Wednesday, May 23, 2012

It was a good day on Adak! It was partly sunny and the winds were light and variable, mostly coming from the east. They are supposed to swing to the north for the next day or so. However, the past two days of westerlies have been good to us.

We started at Sweeper Cove (as usual). We saw our first Horned Puffins of the trip. Pigeon Guillemots are abundant on Adak and pose nicely for pictures.

Pigeon Guillemot, Sweeper Cove, May 23, 2012

We headed down to Finger Bay, stopping at the quarry for Pacific Wren. The quarry is the one place on the island that you can count on findingĀ  this intrepid little bird. How they survive Bering Sea winters, we will never know. This little guy was singing his heart out (as usual).

Pacific Wren, Quarry, May 23, 2012

At Finger Bay we added an Arctic Loon and found this Glaucous-winged Gull trying to dismember a crab.

Glaucous-winged Gull with crab, Finger Bay, May 23, 2012

We headed back north, checking feeders along the way. As we were driving up Bayshore Drive, five shorebirds flushed from the side of the road and disappeared over the sand dune. The last bird to flush was a Semipalmated Plover, but we did not get good looks at the other four. Frank walked up on the dune to look for them and they flushed again and flew over the nearby hill; two Pacific Golden-Plovers and a Ruddy Turnstone. We did not see the fifth bird.

We continued up Bayshore and got nice looks at an Arctic Tern.

Arctic Tern, Landing Lights Beach, May 23, 2012

We headed to Contractor’s Marsh and Frank started to walk it while Barb circled around to meet him on the other side. As I was walking, I got a call from Warren stating they had a Ruff about an hour earlier at the marsh, but it flew out of site towards Landing Lights Beach. Thinking of the fifth shorebird that we never relocated earlier (which was just south of Landing Lights Beach), we suggested it might be the Ruff. So we met up with them and searched that area. Barb drove around to the other side of the hill where we had seen the other shorebirds fly, and flushed two Turnstones, which obligingly flew back over to where I and Bob, and Warren were. So the fifth bird was probably the other Turnstone. No sign of the Ruff.

I still remember the first breeding-plumaged Lapland Longspur that we saw on our first trip to Adak in 2005. It was impressive then and still is today.

Lapland Longspur, Adak, May 23, 2012

We headed up to Clam Lagoon and I walked the marshy shoreline looking for shorebirds. No shorebirds, but I relocated the Bramblings that Bob and Warren had found yesterday. They didn’t stay still long enough to get good photos, but I got an identifiable one of the male. The birds flushed and flew a few hundred yards behind me, and I wasn’t going to chase them just for a better photo, so this will have to do.

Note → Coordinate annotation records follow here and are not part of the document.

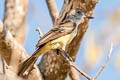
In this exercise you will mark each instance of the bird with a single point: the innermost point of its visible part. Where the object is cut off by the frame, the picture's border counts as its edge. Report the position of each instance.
(58, 37)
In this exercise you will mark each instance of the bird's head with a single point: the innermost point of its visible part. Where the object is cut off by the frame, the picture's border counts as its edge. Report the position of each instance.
(77, 16)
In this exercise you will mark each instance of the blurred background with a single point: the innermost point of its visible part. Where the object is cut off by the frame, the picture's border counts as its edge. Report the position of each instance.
(103, 30)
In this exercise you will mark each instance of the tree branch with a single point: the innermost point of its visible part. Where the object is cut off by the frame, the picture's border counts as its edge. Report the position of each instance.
(14, 18)
(71, 63)
(52, 7)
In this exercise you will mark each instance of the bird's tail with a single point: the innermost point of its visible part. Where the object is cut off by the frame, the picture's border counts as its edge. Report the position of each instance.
(27, 65)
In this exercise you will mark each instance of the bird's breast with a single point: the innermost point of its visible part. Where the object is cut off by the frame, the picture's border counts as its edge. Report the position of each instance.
(66, 39)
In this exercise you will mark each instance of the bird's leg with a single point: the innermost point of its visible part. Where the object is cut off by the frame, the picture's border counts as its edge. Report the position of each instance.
(64, 54)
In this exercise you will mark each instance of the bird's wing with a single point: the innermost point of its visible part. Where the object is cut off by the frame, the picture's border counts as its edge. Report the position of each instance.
(56, 32)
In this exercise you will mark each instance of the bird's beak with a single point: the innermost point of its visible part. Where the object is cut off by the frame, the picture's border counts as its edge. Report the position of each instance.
(89, 17)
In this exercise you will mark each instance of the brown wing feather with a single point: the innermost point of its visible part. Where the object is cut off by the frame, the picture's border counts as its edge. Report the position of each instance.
(56, 32)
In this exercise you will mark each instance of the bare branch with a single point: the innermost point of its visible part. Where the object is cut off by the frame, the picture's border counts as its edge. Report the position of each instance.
(74, 75)
(104, 65)
(14, 19)
(40, 32)
(10, 49)
(52, 7)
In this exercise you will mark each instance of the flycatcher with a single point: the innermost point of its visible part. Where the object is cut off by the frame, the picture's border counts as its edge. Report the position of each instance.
(58, 37)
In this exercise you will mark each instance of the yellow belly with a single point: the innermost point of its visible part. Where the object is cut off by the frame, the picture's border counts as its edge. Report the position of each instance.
(61, 42)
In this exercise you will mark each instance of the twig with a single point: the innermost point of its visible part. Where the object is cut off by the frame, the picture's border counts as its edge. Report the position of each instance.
(71, 63)
(104, 65)
(40, 32)
(52, 7)
(15, 23)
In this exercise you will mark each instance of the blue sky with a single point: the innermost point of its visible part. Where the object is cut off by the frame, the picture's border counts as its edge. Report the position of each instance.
(38, 16)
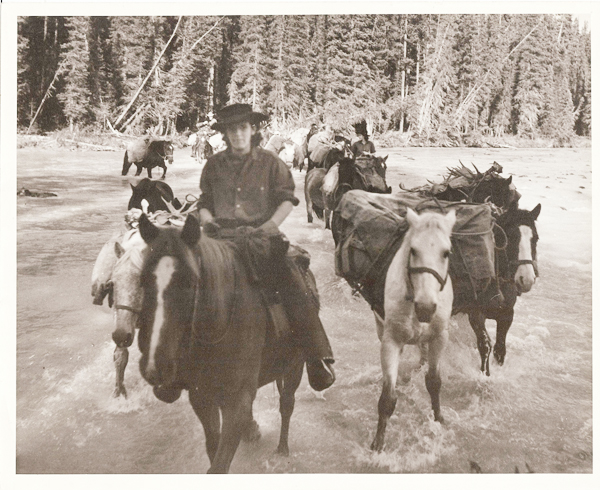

Brambling, Clam Lagoon, May 23, 2012

We continued around Clam Lagoon. On the east side, we spotted a Bar-tailed Godwit out in the middle of the flats. The ones we saw the other day did not stay around (even for the time it took us to drive around the lagoon), but this one stayed as we drove back around to the other side. We hope it attracts others. In past trips we have had dozens of godwits stopping to feed on the flats, but some years, only one or two. We hope this turns into the former.

We headed back into town and down to Sweeper Cove and creek. As we were going by Sweeper Cove, we stopped at the Naval Administration Building where we had scattered birdseed. On the ground, under the spruce tree was a male Hawfinch. I quickly snapped some photos, then called Warren and Bob (this would be a lifer for Bob!). However, all we got was voicemail! Warren had been having problems with his Iphone (no ring or sound, although he could make and receive calls?!). We left the message and continued birding.

After getting gas ($6 a gallon!), we headed back up to Contractor’s Marsh, where luckily we ran into Bob and Warren. I think they made record time getting down to the Hawfinch once we filled them in! The bird was still there (pigging out on the sunflower seed and chasing away the rosy finches) and everyone was happy.

Hawfinch, Naval Administration Building, May 23, 2012

Hawfinch, Naval Administration Building, May 23, 2012

No lifers for us, but it is always a good day when you see both a Brambling and Hawfinch on the same day. We are up to 49 species for the trip.